IVREA - Da qualche giorno gli abitanti di Ivrea hanno dovuto dire addio alla famosa scritta “I love Ivrea” presente sulla palazzina in via Jervis al civico 64. L’opera, creata dall’artista Galliano Gallo in collaborazione con Andrea Motto Ros, fu realizzata nel settembre 2020 in occasione del primo Festival dell’Architettura in omaggio all’artista Milton Glaser (celebre per il logo “I love New York”) e da allora è diventato uno dei simboli della street art d’Ivrea, tant’è che è presente nelle guide di «Welc-home to Ivrea», proposte ai turisti interessati a visitare il patrimonio Unesco, come tra i punti d’interesse da non perdere.

Causa di questa perdita è la ristrutturazione della facciata della palazzina che purtroppo durante il corso dei lavori (che hanno anche cambiato il colore dell’edificio) ha visto sacrificato il murales. Nulla di irregolare (la scritta infatti appartiene a quelle attività promosse per la riqualifica di angoli della città): le delibere approvate allora dal Comune non obbligavano i proprietari dei muri ad alcuna salvaguardia. In caso di lavori avrebbero potuto decidere in totale autonomia.

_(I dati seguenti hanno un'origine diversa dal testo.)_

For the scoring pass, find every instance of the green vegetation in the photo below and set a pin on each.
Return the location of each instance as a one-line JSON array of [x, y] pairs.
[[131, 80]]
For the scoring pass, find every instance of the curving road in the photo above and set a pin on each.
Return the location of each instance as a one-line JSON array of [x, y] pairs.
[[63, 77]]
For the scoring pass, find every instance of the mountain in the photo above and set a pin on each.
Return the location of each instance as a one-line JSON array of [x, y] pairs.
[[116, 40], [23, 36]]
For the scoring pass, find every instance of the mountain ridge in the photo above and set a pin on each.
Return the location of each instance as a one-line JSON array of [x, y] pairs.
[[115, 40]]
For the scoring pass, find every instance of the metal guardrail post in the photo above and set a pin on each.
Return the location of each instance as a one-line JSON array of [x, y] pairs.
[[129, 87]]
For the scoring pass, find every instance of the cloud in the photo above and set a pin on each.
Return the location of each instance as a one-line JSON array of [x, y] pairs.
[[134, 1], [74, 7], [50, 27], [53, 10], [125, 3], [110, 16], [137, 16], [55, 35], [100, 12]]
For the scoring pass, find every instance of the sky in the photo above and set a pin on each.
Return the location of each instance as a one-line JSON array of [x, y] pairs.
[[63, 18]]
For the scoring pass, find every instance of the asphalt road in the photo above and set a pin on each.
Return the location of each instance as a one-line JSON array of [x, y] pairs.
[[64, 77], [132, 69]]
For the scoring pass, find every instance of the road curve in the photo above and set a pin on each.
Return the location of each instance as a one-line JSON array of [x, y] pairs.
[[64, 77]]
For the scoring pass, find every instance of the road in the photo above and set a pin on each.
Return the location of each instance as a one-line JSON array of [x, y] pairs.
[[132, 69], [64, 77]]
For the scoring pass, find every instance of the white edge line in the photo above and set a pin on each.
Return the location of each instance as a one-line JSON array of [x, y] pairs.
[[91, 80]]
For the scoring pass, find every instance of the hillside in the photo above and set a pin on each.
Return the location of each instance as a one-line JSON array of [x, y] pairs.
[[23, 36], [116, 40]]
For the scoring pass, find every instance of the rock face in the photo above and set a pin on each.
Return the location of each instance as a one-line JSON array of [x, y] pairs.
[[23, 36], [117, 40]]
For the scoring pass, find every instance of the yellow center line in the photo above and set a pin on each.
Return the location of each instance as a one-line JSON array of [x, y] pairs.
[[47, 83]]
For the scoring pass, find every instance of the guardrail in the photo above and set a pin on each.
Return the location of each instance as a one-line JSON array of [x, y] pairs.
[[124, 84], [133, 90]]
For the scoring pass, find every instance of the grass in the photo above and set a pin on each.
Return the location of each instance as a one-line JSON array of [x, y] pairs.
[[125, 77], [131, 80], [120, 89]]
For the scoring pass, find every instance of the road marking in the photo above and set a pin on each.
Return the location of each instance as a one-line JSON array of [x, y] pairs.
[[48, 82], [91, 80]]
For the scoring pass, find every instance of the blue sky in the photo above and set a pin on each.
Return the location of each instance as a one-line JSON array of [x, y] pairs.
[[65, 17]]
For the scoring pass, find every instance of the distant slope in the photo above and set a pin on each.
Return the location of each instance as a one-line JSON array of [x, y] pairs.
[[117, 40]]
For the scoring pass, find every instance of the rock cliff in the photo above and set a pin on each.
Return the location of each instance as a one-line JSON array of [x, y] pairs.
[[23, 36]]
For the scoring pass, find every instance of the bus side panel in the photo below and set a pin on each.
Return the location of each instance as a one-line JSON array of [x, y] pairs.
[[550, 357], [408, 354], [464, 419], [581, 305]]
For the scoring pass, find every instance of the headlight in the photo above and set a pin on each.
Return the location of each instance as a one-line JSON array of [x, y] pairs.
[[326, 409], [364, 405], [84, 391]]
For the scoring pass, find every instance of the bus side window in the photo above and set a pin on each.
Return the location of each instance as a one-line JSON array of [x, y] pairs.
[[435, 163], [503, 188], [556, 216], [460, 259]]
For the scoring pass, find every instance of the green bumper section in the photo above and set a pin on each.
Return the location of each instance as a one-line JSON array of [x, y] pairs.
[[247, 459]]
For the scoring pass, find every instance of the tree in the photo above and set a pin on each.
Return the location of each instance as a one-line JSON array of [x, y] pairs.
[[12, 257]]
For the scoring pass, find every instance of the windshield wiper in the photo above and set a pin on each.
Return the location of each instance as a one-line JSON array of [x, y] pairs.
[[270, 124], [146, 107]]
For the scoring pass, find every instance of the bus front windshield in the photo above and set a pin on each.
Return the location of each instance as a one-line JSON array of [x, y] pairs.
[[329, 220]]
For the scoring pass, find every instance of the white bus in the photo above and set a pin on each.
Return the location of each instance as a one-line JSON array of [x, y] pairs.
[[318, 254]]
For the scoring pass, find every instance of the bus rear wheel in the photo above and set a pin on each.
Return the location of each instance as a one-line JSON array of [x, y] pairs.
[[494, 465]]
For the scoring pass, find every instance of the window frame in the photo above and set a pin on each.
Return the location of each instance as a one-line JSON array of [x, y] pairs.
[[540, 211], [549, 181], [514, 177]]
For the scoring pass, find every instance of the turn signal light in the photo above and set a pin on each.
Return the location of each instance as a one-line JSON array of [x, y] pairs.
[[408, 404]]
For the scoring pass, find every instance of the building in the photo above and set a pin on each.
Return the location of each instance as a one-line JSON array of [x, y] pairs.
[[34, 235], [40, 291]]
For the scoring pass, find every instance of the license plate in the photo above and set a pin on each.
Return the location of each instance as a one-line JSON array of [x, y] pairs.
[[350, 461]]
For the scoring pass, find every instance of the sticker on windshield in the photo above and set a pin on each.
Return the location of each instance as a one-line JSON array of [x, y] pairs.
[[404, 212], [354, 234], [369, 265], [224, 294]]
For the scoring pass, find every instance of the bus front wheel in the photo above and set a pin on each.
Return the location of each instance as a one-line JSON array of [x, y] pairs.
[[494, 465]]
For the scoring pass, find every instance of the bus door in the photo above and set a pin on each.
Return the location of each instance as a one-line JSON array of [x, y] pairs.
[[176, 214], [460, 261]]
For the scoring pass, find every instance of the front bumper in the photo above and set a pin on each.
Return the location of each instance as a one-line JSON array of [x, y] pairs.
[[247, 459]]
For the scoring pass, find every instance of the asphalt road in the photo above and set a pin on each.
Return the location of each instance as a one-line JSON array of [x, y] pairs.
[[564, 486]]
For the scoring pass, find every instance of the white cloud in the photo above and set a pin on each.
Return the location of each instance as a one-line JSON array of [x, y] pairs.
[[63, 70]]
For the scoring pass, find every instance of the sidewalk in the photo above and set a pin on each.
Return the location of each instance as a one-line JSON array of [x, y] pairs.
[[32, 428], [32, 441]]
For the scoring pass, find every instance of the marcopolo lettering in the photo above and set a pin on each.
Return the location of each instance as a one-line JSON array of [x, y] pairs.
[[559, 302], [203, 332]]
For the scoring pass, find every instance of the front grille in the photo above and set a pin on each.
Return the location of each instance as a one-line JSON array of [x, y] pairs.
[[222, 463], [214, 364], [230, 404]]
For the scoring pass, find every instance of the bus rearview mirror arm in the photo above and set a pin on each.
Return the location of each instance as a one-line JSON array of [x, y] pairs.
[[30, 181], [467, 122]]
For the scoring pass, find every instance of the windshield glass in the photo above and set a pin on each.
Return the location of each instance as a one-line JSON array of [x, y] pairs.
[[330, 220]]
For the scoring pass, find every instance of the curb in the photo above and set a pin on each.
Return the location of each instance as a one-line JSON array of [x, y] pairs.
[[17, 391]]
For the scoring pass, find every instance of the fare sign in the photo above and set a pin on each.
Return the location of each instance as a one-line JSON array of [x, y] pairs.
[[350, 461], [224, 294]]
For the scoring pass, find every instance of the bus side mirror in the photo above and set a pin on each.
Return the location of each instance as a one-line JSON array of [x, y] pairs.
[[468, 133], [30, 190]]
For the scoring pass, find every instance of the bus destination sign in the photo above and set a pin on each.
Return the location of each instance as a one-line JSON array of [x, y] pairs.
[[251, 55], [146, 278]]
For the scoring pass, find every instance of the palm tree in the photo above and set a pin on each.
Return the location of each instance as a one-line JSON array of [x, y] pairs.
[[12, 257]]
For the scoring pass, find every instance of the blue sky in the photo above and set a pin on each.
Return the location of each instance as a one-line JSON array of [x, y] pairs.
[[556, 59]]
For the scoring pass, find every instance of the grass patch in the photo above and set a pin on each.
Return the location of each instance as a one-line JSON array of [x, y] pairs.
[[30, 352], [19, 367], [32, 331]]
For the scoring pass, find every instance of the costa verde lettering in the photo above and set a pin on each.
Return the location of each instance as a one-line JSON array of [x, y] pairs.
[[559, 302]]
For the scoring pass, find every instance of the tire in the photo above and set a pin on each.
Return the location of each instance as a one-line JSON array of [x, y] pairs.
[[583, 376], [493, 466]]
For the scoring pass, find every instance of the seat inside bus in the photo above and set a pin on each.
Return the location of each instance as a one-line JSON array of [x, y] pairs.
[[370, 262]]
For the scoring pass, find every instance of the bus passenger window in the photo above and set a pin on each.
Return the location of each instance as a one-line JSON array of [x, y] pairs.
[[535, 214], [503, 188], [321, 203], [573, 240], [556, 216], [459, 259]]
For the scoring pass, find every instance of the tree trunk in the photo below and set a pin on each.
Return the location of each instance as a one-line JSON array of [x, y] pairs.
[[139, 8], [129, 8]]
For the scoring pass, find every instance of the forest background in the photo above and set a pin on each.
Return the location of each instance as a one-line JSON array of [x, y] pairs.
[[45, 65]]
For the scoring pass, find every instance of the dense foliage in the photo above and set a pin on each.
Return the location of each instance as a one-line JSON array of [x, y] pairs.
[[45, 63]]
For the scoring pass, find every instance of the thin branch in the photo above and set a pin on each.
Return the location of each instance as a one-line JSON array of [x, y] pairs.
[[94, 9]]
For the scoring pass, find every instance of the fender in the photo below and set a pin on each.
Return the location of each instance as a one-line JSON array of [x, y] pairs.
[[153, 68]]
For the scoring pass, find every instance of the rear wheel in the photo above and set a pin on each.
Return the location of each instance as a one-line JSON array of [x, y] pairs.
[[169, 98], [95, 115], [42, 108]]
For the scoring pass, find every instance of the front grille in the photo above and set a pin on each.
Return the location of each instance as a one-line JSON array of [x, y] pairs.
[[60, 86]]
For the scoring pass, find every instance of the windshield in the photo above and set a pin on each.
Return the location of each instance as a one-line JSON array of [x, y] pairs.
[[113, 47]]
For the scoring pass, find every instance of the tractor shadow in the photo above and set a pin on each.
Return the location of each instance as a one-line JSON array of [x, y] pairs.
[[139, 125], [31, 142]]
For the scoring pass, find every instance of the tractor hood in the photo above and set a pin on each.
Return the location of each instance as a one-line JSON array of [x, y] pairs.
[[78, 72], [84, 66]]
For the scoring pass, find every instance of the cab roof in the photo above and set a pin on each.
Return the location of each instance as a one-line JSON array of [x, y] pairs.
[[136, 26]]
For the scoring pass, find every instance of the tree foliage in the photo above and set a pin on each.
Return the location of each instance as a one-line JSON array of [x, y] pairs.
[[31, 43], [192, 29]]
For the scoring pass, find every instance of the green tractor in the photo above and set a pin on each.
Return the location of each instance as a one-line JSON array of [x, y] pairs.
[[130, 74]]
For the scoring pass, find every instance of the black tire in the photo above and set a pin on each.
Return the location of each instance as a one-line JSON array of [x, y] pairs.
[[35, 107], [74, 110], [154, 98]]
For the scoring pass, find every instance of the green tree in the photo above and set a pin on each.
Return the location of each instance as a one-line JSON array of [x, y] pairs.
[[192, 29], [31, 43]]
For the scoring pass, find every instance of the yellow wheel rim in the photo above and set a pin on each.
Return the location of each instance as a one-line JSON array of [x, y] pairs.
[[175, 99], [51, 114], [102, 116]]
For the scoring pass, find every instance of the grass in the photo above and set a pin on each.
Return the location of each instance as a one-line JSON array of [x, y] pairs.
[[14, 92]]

«Non sono stato interpellato, nessun preavviso...- scrive su Facebook l’artista Gallo - capisco il rifacimento del fondo ma non sarebbe stato difficile per i decoratori rimanere nei margini. Mi spiace molto per Ivrea e per l'impegno che io e Andrea avevamo messo nel farlo. Non ho nessun risentimento nei confronti del proprietario visto che il muro è suo. Mi sarei proposto nel collaborare a contornare il murales con i decoratori senza nessun impegno economico pur di preservarlo. E' andata così, pazienza. Mi consolo con un fotomontaggio sul muro pulito».